Opponents say that Azuma has no personal stake in the fate of Fukushima, and so should avoid “butting in”, reports the newspaper.

But he contends that Chernobyl, which eventually developed a museum and embraced visitors after years of “dark tourism” shows the value of such an approach.

It wasn’t about “building a theme part on a disaster site,” he tells the Asahi Shimbun, but encouraging “a complete disclosure of information”.

The UK Daily Telegraph in a report from August, has more detail on the proposal supported by Azuma:

Tourists will be able to check into hotels that have been constructed to protect guests from elevated levels of radiation that are still to be found in pockets in the area. The village will also have restaurants and souvenir shops, as well as a museum dedicated to the impact the disaster has had on local people ...
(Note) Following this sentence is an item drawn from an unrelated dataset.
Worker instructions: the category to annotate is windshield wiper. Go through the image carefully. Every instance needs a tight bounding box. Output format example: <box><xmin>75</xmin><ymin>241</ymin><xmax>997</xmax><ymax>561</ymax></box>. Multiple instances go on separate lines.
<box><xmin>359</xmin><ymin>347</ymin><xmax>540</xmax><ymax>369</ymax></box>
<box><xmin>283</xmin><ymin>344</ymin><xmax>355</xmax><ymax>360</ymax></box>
Dressed in protective suits and wearing respirators, tourists will be able to take photos of the shattered reactor buildings and the workers who are still trying to render the reactors safe.


It wasn’t about “building a theme part on a disaster site,” Azuma tells the Asahi Shimbun, but encouraging “a complete disclosure of information”.

For the survivors of the 2011 earthquake and tsunami, he says, “their greatest fear is that memories of the accident will fade”, while they note “the therapeutic effort and self-affirmation talking about their experience in the disaster gave them”.

And the import goes wider than that, he says. A tourist attraction also operates as a sort of warning. “This accident doesn’t just affect Fukushima, it affects all of humanity.”